Tests whether observed counts follow the expected proportions. It calculates χ² = Σ(observed − expected)² ÷ expected and the upper-tail p-value from the chi-square distribution with k − 1 degrees of freedom. The expected values are read as proportions and rescaled to the total of the observed counts, so 10, 10, 10 and 1, 1, 1 give the same result.
A goodness-of-fit test asks whether observed counts follow the proportions you expected: whether a die is fair, whether the blood types in a sample match the national figures.
Each gap is squared and divided by the expected count, so the same gap of 4 counts for more where 10 were expected than where 100 were. The degrees of freedom are the number of categories − 1.
The defaults roll a die 60 times, with the faces coming up 8, 12, 9, 11, 14 and 6 times. A fair die would give 10 of each.
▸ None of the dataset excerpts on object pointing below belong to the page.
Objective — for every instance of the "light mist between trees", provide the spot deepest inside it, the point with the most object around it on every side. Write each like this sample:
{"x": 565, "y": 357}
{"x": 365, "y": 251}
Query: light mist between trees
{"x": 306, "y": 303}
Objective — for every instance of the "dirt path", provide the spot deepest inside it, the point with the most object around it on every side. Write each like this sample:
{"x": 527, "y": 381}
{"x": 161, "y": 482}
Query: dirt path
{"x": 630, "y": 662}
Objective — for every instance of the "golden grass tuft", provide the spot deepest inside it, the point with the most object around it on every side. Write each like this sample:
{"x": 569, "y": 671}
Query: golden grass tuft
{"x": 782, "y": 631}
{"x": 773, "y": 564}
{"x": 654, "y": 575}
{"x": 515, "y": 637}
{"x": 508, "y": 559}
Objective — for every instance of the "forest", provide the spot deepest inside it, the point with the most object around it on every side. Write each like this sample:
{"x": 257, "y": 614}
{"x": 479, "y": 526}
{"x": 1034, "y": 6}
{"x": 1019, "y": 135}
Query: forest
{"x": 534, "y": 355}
On degrees of freedom the upper-tail p-value is 0.5210. The critical value at 5% is 11.0705, far above 4.2, so the die cannot be called unfair.
The expected values are read as proportions and rescaled to the total of the observed counts. Entering 10, 10, 10, 10, 10, 10 and entering 1, 1, 1, 1, 1, 1 give the same answer, and a ratio such as 3 : 1 can go in directly as 3, 1.
The test is unreliable when the expected counts are small. As a rule of thumb, if any expected count falls below 5, merge categories or use another method.
The observed values are counts: whole numbers, zero or more. Enter the number of items, not a proportion such as 0.3.